La Cour constitutionnelle, à travers son arrêt N° 2017-04/CCM/Réf. du 04 Juillet 2017, a tranché sur la faisabilité du référendum constitutionnel. Elle a balayé d’un revers de la main, les griefs soulevés par les partisans du Non contre le projet de révision de la Constitution du 25 février 1992 avant d’encourager le gouvernement à la tenue de ce référendum, qui participe à la consolidation de notre démocratie. Le contraire note-t-elle peut conduire le pays au chaos, qu’aucun Malien ne souhaite aujourd’hui. Après cet avis éclairé et motivé de la Cour constitutionnelle qu’est-ce qu’il y a lieu de faire maintenant ?

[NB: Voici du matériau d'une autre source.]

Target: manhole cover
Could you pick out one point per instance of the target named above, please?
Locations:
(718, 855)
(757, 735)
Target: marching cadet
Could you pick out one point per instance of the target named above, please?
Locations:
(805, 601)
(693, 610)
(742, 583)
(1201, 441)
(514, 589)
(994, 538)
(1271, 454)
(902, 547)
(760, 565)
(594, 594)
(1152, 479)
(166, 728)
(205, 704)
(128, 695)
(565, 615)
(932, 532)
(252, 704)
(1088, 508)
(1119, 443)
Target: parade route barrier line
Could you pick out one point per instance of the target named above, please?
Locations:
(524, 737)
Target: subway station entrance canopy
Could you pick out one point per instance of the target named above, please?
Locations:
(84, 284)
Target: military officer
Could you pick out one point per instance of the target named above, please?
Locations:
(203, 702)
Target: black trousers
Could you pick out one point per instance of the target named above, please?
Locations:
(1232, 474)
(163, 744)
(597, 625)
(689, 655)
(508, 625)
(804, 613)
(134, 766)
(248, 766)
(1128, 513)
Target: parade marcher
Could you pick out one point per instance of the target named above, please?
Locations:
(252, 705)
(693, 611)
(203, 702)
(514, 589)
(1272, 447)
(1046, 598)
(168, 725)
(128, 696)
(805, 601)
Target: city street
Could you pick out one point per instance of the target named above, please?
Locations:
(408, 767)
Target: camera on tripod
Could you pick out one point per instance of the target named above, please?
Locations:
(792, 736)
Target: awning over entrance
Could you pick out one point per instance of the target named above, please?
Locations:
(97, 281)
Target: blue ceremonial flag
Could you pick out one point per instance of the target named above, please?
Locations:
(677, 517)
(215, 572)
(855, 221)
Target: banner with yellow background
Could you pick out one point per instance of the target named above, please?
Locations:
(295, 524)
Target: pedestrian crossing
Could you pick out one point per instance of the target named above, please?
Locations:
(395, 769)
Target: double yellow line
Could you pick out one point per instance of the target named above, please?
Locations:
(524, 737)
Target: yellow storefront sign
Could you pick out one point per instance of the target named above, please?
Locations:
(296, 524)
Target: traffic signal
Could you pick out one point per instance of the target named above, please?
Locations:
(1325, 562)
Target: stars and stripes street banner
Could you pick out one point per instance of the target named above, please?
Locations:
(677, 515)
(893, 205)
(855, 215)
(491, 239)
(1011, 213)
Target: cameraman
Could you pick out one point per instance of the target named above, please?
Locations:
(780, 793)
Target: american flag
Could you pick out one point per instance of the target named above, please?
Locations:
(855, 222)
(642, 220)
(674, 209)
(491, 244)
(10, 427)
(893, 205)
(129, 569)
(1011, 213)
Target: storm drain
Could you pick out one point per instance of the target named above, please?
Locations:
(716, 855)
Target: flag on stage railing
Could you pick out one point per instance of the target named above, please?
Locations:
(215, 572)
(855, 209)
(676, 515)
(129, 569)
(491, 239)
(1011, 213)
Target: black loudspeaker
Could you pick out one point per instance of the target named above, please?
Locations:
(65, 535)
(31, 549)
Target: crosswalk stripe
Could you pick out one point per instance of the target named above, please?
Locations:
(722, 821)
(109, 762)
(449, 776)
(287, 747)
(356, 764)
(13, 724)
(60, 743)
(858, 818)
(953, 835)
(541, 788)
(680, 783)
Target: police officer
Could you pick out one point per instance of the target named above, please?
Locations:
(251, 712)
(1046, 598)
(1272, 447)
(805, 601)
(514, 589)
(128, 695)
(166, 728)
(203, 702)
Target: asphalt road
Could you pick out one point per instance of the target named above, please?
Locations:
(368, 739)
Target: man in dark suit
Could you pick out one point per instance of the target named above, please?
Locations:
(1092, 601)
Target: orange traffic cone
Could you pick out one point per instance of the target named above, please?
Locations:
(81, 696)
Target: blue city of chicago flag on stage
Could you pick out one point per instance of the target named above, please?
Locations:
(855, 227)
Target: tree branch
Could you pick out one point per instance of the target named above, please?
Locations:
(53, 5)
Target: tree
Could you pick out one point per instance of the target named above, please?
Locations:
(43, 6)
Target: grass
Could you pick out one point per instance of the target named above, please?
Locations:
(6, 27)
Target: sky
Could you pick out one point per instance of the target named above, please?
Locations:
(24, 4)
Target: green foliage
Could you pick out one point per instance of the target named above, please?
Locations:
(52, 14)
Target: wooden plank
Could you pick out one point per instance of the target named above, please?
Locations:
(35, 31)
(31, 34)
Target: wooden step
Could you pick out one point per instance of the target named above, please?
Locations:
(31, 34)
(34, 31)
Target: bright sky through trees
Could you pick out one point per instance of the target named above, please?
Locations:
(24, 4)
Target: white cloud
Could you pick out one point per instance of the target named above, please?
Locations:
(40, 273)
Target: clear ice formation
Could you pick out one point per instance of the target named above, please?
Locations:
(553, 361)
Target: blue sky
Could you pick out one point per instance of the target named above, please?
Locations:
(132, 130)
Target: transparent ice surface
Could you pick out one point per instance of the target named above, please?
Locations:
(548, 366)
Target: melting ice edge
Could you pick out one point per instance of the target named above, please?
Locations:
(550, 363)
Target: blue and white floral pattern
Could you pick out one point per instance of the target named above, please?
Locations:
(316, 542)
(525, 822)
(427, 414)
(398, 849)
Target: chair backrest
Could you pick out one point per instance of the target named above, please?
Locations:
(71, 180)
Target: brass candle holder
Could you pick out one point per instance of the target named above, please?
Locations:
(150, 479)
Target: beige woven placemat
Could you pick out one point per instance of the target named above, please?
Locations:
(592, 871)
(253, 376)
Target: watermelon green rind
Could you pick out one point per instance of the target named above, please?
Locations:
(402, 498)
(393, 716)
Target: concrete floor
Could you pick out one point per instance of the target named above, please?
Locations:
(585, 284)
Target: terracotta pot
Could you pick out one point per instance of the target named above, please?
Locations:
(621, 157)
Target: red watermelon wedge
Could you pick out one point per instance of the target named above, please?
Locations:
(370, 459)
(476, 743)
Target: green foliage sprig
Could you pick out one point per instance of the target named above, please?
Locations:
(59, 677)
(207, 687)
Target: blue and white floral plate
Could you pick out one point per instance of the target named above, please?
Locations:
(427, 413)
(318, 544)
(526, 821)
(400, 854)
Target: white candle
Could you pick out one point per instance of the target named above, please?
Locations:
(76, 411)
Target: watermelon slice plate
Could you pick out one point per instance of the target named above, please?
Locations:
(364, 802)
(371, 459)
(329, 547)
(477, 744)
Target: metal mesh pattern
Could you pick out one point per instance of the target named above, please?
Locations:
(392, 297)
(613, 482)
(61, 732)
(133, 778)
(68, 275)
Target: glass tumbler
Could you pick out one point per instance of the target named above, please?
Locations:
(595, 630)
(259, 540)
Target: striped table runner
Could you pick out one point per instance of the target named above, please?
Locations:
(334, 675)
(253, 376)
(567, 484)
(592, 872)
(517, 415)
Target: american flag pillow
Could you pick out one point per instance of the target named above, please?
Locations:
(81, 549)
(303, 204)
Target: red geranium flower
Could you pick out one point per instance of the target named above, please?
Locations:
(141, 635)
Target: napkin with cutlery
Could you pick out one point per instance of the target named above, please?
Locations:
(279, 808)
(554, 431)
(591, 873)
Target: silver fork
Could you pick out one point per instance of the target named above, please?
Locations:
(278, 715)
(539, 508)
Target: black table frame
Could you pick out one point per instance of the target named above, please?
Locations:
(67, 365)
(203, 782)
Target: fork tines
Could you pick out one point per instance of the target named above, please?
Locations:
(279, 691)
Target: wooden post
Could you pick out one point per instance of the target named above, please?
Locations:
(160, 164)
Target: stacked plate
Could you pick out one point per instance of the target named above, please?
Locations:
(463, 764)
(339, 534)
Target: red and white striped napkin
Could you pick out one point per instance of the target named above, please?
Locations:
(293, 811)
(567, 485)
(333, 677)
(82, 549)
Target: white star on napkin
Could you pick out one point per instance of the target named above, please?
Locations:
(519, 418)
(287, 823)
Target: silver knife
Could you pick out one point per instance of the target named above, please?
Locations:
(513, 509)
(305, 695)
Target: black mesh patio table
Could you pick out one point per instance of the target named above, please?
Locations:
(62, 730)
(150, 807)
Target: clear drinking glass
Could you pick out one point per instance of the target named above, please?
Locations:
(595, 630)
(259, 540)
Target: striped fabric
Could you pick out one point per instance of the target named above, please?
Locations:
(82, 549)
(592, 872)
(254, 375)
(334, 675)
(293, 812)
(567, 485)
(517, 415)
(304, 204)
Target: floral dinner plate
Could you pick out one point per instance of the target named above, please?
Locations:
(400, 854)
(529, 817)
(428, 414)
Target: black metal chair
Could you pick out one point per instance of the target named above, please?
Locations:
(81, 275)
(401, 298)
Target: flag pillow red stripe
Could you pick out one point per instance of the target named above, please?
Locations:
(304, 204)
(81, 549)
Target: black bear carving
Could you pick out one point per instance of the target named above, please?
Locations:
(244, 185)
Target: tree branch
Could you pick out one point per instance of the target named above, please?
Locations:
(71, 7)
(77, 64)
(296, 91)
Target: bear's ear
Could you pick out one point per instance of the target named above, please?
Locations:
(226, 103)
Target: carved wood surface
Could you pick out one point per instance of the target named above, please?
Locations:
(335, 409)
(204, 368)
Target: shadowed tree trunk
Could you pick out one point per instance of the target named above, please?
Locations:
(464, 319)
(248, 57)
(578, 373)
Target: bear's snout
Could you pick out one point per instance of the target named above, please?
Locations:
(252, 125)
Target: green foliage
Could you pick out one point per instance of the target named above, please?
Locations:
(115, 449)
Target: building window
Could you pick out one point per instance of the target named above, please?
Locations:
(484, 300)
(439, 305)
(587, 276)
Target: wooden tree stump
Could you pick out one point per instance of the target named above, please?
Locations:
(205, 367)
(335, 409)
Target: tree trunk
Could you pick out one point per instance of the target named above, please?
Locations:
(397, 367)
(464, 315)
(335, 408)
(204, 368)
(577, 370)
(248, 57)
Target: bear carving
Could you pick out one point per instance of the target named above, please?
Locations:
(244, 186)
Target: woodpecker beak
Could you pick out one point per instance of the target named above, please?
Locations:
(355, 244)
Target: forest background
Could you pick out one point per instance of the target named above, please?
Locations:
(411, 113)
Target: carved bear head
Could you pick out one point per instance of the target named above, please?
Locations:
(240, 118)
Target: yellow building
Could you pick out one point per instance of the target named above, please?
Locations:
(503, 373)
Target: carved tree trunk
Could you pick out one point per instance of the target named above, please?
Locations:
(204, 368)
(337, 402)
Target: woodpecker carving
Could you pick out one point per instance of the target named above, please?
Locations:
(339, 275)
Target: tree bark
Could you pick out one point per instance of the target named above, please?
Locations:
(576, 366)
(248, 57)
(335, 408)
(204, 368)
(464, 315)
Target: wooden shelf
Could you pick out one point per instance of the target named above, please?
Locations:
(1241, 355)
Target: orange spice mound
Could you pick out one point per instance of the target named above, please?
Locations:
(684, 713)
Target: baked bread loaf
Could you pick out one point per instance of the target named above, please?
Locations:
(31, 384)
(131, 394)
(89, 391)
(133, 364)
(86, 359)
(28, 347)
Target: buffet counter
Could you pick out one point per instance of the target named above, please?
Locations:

Désormais rien ne semble plus s’opposer à la tenue du référendum constitutionnel après l’échec de la requête de l’opposition devant la Cour constitutionnelle. En tout cas, pas le président de la république Ibrahim Boubacar Keita qui dit s’en tenir à la décision de la Cour. Le 2 juillet dernier, interpelé par les journalistes sur la question, IBK a été on ne peut plus précis : ‘’ Si je retire mon projet de révision constitutionnel, je trahirais mon pays et la signature de mon pays ! Je ne le ferai pas ! Cela dit, la Cour constitutionnelle, dont l’autorité est sans conteste, va opiner. Elle dira le droit ». Maintenant que le droit a été dit, c’est l’opposition qui a perdu la bataille. L’objectif de la saisine était de voir la Cour invalider, comme en 2001, la loi constitutionnelle. Cette fois-ci, les 9 sages ne sont pas allés dans ce sens ; donc c’est un échec pour l’Opposition.
Contrevérité de Tiéblé
L’un des arguments les plus avancés par les partisans du ‘’Non’’ pour exiger le retrait du projet de révision de la Constitution du 25 février 1992 était fondé sur l’article 118 qui dispose en son alinéa 3 : « Aucune procédure de révision ne peut être engagée ou poursuivie lorsqu’il est porté atteinte à l’intégrité du territoire ». Ils estiment que l’État n’a pas d’emprise lui permettant d’y exercer effectivement sa souveraineté sur certaines parties du pays, dont la région de Kidal.
Faux rétorquent les 9 sages: « l’insécurité, qui prévaut au Mali, est résiduelle en ce qu’elle est persistante en certains endroits du territoire national. Cependant, elle est de moindre amplitude par rapport à celle qui sévissait dans le pays en 2012 et caractérisée à l’époque par l’occupation des régions du nord par des forces d’obédience sécessionniste, djihadiste et autres venues d’horizons divers », peut-on lire dans l’arrêt du 4 juillet.
Dès lors, les arguments avancés par l’opposition en référence à l’article 118 de la Constitution du 25 février 1992 s’effondrent comme un château de cartes.
Selon la Cour, le Mali démocratique n’est pas à sa première tentative de révision de la constitution de 1992.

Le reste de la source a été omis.